Investigation of linear dust-acoustic (DA) waves was analyzed in a system of collisionless, dissipative, and unmagnetized four-component dusty plasma consisting of cold positively and negatively charged particles of dust, with ions and electrons are of the Boltzmann distribution. The compatibility condition is obtained by using the normal mode analysis. The Korteweg de Vries–Burgers (KdV–Burgers) equation is obtained when the plasma system is nonlinearly analyzed by the reductive perturbation method. To study the nonlinear waves, we obtain some interesting physical solutions. These solutions are in the form of soliton, a combination between a shock and a soliton, and finally monotonic and oscillatory shock waves. Graphical illustration for these solutions was presented.

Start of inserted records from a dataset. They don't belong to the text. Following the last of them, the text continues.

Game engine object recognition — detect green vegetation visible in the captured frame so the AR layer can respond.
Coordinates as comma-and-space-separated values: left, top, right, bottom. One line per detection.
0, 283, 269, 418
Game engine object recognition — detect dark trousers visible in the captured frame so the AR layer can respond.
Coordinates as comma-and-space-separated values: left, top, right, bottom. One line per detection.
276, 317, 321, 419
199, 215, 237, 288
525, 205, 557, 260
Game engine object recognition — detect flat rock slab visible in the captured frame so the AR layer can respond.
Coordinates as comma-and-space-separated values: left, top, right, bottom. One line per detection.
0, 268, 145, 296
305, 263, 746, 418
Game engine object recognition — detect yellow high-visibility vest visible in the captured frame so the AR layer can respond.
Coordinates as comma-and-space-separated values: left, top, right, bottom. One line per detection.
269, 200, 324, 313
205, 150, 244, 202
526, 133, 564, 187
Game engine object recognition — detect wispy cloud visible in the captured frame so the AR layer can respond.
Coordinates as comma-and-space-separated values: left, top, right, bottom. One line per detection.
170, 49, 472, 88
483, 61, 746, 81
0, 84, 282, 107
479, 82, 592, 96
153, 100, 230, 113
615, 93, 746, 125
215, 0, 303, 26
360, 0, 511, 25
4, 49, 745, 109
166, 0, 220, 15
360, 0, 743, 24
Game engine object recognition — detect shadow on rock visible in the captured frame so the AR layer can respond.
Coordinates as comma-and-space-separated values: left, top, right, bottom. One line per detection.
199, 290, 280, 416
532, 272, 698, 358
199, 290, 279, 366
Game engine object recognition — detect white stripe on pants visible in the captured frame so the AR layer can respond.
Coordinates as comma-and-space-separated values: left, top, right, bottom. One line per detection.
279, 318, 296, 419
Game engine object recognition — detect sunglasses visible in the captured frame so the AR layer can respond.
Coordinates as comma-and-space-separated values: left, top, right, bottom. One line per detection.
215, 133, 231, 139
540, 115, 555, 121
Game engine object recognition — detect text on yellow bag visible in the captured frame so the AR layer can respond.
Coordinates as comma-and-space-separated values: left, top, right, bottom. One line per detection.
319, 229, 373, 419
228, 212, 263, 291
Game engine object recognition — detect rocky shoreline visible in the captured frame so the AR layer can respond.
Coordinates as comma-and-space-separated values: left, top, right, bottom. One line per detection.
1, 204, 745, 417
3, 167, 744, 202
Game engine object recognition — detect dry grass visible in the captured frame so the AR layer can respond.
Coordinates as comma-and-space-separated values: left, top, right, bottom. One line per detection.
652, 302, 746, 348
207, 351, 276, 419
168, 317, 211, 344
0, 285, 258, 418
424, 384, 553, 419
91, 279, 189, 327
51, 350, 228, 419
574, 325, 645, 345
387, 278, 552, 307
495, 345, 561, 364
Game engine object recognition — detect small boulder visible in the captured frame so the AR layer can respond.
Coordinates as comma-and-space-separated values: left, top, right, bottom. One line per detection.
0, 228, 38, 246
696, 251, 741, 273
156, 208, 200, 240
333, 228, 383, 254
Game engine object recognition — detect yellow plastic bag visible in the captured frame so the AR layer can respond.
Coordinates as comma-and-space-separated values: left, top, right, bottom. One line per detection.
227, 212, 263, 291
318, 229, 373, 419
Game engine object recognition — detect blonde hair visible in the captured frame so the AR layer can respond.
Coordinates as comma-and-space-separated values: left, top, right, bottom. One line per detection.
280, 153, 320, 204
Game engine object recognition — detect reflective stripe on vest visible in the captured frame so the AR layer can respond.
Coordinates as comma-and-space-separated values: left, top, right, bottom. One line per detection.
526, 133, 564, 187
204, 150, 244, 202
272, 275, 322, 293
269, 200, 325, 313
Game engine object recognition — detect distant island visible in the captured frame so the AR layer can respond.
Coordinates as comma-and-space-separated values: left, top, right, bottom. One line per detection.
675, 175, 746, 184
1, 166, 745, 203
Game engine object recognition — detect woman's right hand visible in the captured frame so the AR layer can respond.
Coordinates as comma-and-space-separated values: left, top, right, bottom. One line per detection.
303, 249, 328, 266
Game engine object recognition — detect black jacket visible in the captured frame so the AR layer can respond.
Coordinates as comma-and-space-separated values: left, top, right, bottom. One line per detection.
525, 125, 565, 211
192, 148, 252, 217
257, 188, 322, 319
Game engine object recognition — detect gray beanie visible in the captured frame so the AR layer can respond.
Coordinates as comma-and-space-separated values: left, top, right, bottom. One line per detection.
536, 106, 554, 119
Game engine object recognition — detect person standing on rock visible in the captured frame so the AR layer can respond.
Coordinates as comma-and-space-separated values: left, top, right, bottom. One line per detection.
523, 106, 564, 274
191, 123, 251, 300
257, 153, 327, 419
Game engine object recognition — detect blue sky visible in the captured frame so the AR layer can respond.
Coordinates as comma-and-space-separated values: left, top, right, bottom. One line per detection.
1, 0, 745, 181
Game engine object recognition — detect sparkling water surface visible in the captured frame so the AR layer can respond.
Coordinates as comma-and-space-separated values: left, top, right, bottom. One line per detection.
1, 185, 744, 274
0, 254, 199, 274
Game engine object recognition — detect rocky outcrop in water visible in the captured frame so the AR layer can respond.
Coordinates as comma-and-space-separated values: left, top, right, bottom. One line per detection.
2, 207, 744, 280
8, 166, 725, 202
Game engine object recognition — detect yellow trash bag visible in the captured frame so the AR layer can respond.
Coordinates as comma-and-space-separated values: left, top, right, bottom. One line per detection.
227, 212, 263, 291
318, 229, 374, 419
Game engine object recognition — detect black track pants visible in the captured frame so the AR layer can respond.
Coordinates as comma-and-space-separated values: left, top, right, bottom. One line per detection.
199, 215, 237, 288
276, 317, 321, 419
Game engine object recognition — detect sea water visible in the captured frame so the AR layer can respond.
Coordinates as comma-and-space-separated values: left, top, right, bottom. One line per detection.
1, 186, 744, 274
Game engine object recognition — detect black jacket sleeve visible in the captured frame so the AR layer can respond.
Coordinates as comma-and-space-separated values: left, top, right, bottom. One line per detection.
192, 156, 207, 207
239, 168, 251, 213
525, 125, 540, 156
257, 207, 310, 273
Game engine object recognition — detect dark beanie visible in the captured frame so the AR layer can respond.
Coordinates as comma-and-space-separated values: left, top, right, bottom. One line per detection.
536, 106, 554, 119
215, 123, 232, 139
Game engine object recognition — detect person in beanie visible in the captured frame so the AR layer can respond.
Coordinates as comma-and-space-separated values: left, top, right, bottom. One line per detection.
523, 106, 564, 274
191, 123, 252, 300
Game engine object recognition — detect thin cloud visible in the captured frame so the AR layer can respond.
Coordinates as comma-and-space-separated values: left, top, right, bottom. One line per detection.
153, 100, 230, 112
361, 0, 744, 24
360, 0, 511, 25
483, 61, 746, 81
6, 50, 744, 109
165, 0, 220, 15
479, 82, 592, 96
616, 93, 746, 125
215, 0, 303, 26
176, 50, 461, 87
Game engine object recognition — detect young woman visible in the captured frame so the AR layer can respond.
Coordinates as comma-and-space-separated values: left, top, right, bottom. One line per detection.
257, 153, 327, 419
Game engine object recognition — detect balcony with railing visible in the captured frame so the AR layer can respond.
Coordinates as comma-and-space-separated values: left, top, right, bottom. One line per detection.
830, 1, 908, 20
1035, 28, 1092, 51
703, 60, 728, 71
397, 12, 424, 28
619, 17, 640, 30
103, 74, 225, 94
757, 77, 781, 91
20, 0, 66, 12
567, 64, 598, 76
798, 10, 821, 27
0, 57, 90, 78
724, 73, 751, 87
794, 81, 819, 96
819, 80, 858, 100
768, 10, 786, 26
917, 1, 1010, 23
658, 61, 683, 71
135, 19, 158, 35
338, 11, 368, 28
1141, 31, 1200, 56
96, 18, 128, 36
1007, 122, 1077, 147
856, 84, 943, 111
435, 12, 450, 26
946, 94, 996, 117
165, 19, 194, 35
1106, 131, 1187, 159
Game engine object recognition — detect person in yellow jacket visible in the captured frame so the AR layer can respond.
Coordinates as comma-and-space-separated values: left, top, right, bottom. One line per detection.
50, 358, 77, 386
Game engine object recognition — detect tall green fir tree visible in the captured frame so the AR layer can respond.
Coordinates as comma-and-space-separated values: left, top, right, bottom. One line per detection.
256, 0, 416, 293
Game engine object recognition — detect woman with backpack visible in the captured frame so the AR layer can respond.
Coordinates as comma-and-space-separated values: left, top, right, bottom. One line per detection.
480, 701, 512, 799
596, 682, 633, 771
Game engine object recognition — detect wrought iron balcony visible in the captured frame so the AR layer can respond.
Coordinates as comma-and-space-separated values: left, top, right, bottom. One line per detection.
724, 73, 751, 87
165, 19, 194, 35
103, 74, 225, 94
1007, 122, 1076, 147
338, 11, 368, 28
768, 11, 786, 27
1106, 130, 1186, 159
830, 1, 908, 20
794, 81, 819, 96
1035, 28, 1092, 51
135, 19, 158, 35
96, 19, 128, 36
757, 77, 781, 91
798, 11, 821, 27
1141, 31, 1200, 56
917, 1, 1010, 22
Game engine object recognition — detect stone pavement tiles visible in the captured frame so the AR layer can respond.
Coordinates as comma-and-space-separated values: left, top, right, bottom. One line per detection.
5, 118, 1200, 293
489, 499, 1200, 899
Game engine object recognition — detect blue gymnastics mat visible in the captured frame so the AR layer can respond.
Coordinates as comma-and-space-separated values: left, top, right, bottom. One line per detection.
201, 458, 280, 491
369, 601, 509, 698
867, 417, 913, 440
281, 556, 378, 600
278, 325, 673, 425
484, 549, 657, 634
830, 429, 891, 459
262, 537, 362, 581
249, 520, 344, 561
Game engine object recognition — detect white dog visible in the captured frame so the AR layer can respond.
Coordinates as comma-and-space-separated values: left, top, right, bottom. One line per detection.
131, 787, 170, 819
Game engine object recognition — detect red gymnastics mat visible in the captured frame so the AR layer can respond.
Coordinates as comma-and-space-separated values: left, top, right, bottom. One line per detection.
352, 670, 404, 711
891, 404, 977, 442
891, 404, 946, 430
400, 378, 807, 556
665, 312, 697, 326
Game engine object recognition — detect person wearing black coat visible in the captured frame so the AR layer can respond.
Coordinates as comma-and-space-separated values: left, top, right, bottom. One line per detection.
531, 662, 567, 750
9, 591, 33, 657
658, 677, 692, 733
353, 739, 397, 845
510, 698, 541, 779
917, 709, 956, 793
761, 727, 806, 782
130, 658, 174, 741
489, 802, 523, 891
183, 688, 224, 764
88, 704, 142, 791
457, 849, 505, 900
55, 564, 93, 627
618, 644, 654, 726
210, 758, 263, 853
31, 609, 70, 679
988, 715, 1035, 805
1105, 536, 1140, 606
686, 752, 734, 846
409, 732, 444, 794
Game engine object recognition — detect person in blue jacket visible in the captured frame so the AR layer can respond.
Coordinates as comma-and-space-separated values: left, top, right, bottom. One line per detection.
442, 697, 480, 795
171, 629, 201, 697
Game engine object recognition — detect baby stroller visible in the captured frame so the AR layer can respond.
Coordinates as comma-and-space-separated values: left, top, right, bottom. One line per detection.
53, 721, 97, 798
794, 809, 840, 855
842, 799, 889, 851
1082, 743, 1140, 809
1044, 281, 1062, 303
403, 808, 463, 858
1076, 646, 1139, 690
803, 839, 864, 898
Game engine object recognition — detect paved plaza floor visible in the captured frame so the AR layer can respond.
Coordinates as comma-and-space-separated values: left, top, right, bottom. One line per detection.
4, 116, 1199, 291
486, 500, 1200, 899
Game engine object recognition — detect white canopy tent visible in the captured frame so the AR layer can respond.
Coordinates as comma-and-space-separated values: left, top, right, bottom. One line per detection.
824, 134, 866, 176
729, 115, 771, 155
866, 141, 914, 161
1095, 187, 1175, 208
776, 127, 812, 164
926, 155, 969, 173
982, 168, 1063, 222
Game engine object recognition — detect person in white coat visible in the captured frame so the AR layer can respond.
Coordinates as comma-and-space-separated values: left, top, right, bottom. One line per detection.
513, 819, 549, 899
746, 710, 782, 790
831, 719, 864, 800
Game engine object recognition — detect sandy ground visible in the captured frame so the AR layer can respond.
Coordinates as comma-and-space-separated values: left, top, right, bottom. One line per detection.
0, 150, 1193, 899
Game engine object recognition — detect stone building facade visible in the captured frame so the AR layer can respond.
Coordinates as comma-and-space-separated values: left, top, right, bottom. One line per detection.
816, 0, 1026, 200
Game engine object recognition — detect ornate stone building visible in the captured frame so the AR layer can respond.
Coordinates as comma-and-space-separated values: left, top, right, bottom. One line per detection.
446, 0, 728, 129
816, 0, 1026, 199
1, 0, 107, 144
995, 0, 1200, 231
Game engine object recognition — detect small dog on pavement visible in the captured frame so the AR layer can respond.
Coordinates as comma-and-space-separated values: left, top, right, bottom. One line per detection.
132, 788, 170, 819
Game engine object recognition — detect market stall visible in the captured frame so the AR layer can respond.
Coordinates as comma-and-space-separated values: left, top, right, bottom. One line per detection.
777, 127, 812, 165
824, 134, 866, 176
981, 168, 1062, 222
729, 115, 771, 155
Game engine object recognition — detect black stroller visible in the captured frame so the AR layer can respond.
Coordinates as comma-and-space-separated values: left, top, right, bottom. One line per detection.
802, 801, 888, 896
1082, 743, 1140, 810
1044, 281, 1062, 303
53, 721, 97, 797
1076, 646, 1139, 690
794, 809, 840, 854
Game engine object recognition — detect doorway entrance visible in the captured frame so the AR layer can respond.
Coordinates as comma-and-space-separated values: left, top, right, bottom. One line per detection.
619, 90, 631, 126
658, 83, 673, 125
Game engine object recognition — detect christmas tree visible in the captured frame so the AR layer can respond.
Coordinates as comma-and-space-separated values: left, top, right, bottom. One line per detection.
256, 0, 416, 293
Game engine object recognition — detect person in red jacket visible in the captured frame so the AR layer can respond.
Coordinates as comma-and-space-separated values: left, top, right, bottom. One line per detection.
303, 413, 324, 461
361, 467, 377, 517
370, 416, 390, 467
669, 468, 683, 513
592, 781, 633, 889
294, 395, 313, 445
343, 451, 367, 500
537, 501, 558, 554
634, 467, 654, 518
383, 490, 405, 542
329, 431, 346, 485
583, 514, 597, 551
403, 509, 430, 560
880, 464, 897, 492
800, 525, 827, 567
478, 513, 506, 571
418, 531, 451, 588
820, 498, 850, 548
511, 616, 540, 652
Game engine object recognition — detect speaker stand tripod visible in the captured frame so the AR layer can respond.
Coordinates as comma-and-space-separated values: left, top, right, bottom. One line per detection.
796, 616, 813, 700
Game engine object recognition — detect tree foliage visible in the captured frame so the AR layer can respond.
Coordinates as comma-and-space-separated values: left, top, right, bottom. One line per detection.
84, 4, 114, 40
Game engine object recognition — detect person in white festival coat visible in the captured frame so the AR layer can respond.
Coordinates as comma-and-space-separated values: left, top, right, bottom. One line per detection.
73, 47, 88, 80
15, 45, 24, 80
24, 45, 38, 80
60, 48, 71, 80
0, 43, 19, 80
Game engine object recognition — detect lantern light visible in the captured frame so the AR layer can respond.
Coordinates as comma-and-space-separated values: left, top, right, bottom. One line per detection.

The characteristics of the DA solitary and shock waves are significantly modified by the presence of positive and negative dust ions, the ratio of the ion to electron temperatures, and it is also found that the basic features are affected by the dust kinematic viscosity. The planar dynamical systems bifurcation theory, which was used to establish the existence of solitary wave solutions and periodic traveling wave solutions, has been established. Accordingly, the phase portrait topology and the potential diagram are illustrated for the KdV–Burgers equation. As a result of different phase orbits, there is an advantage to predict different classes of traveling wave solutions. The electric field is determined. Generalization of the obtained results in this paper can be used to investigate the nature of plasma waves in both laboratory and space.